Kompromi bisa digambarkan oleh para pejuang yang memiliki kekuatan yang sama namun mereka meyakini tidak akan menang atas kelompok lain. Inilah yang membuat mereka membentuk akomodasi dengan menyetujui kompromi. Dalam kompromi tersebut biasanya masing-masing pihak akan membuat beberapa konsesi dan menghitung kembali tuntutan masing-masing.

Arbitrasi/Arbitration:

Arbitrasi adalah akomodasi yang terjadi melibatkan pihak ketiga yang memiliki kewenangan secara hukum untuk menyelesaikan konflik antar kedua belah pihak. Arbitrasi merupakan metode penyelesian konflik yang diakui secara internasional.

Konsiliasi/Conciliation

Konsiliasi sebenarnya hampir mirip dengan arbitrasi, dimana pihak-pihak yang bertikai menggunakan pihak ketiga. Bedanya konsiliasi biasanya menggunakan pihak ketiga yang secara sukarela membentu menyelesaikan permasalahan.

Mediasi/Mediation

Mirip dengan konsiliasi yang menggunakan pihak ketiga yang netral dalam menyelesaikan konflik. Perbedaannya pihak ketiga tidak berkewenangan memberi penyelesaian secara formal karena pihak ketiga hanya berlaku sebagai penasihat saja.

Toleransi/Toleration

Toleransi adalah bentuk akomodasi dimana tidak ada bentuk penyelesaian konflik dengan perjanjian tapi hanya ada penghindaran konflik terbuka. Dalam toleransi tidak ada konsesi yang dibuat oleh salah satu pihak dan tidak ada perubahan dalam kebijakan dasar.

Toleransi melibatkan penerimaan pihak satu terhadap pihak lainnya dengan keadaan tertentu.
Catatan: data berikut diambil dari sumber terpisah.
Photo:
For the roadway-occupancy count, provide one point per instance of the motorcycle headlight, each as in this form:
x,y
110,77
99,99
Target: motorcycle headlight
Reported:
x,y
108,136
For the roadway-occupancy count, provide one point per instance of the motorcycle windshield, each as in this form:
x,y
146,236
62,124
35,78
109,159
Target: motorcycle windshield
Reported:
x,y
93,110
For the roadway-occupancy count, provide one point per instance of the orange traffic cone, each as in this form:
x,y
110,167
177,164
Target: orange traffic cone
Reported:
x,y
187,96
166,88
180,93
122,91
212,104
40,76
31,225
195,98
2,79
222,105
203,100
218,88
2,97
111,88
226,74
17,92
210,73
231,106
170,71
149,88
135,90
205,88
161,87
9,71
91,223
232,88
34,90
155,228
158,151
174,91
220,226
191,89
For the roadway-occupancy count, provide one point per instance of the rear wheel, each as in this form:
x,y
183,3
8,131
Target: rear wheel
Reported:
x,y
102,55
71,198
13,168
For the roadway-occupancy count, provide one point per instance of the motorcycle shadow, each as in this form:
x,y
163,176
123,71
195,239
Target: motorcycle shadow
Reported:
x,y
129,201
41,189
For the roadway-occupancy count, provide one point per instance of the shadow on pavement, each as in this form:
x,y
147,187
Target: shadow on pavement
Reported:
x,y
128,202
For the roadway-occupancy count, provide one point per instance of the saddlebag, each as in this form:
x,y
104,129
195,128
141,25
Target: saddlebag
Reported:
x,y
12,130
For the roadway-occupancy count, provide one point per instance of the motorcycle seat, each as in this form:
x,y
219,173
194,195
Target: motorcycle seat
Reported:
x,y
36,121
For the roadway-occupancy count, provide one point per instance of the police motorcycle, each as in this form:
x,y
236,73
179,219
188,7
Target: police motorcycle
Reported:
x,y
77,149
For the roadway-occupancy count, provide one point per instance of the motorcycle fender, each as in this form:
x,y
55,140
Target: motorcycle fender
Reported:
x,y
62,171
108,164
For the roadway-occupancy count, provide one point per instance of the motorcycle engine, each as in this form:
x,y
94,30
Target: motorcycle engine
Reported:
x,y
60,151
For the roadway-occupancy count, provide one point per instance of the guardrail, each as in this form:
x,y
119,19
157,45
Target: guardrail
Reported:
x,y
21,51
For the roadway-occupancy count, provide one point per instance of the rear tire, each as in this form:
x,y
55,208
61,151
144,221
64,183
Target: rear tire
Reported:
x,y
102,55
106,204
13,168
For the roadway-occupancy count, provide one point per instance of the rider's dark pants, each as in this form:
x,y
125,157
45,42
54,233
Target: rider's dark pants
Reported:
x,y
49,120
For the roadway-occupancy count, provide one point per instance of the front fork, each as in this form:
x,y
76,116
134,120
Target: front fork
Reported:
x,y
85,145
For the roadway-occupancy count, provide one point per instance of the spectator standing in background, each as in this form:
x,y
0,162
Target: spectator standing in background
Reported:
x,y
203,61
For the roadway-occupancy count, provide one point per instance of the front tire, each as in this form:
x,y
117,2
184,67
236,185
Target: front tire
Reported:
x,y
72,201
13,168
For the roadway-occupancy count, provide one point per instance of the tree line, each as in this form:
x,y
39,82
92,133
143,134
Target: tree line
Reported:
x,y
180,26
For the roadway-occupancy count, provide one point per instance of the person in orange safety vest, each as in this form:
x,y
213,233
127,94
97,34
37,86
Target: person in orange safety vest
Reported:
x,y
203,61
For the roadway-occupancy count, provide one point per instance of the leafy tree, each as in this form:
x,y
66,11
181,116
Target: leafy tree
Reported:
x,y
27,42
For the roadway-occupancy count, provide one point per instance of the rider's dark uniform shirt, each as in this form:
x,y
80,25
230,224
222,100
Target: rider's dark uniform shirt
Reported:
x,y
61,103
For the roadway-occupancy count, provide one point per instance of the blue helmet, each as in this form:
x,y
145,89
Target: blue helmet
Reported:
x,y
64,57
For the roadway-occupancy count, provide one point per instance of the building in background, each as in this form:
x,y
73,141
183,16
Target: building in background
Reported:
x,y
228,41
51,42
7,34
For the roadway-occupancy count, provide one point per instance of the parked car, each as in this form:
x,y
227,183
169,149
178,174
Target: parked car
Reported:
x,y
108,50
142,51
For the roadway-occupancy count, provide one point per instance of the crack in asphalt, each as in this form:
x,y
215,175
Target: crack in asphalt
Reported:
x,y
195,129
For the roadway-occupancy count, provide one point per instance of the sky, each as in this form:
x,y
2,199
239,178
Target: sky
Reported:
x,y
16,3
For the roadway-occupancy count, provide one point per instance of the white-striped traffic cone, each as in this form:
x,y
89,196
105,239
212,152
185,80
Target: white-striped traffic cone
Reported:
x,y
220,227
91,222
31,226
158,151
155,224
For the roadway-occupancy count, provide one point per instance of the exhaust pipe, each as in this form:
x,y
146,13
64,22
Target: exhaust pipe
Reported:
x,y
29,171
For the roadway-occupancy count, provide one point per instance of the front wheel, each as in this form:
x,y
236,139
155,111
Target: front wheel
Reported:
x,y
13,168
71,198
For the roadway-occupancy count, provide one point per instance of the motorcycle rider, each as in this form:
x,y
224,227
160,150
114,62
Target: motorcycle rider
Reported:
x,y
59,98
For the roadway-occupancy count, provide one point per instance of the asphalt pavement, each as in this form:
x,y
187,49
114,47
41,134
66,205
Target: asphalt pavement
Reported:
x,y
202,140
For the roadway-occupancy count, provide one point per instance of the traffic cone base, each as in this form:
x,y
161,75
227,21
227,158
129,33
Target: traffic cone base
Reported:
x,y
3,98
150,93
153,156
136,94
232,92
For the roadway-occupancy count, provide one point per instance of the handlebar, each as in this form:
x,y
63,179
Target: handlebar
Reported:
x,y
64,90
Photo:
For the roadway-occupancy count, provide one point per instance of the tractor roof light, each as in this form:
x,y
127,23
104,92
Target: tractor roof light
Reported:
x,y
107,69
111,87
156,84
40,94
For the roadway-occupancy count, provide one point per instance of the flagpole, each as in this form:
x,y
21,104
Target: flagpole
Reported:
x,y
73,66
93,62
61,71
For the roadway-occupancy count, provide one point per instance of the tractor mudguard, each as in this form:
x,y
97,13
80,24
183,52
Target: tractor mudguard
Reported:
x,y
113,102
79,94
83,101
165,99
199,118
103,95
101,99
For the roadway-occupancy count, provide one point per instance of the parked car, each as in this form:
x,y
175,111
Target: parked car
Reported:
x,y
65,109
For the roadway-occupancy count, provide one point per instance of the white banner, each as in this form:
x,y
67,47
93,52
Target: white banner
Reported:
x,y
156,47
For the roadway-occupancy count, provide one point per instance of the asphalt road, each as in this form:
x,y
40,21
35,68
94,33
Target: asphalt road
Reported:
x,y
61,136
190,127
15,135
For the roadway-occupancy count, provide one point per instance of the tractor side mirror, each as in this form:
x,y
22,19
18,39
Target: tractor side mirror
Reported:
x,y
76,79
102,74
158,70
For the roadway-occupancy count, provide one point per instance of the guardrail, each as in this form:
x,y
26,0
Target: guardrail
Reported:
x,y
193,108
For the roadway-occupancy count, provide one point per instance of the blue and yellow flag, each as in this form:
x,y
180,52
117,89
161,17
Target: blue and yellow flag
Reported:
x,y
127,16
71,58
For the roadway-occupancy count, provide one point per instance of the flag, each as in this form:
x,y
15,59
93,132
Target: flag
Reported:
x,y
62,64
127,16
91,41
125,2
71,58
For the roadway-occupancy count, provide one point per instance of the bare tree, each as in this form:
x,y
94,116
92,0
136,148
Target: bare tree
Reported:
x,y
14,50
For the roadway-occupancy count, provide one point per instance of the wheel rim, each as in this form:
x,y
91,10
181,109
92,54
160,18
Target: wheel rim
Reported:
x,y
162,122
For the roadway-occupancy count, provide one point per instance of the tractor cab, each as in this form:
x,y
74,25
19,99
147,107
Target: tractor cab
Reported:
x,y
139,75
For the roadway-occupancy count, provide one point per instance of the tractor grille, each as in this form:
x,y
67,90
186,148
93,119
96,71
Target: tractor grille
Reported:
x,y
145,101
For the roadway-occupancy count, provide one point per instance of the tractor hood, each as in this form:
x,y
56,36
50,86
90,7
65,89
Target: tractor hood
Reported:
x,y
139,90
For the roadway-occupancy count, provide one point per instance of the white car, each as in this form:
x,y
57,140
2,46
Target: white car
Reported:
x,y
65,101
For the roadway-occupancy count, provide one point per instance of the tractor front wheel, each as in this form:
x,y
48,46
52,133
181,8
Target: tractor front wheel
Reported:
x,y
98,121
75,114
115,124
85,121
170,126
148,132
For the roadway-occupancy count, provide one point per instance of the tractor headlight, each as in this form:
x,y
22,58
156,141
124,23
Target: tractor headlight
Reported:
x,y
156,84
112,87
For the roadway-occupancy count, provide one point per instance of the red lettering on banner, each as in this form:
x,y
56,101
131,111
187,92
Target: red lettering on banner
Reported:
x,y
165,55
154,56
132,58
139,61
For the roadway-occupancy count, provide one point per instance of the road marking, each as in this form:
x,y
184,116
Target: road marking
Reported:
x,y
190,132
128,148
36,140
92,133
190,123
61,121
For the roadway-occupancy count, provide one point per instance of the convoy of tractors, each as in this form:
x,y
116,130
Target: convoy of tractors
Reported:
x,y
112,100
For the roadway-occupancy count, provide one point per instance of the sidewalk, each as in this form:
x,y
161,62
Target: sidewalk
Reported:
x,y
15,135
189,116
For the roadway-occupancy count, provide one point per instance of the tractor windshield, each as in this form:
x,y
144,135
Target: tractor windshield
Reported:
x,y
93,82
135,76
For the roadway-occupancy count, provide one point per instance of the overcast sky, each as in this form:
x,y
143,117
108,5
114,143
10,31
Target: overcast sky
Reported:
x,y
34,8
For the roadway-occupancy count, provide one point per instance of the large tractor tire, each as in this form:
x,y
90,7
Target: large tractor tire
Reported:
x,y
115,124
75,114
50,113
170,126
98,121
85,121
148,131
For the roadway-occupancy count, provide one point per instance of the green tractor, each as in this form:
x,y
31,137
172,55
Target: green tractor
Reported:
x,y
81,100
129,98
Setiap pihak menyadari bahwa bahwa setiap kelompok memiliki tanggung jawab masing-masing. Saat ini toleransi merupakan bentuk akomodasi yang sangat dibutuhkan di Indonesia karena banyak kepentingan bisa merusak kebhinneka-an.

Konversi/Conversion

Konversi adalah bentuk akomodasi dimana satu pihak menyadari bahwa pihaknya salah dan pihak lebih benar saat terjadi konflik. Konversi dilakukan dengan melihat sesuatu dari sudut pandang yang lain dan mulai mengindentifikasi diri dengan sudut pandang yang baru.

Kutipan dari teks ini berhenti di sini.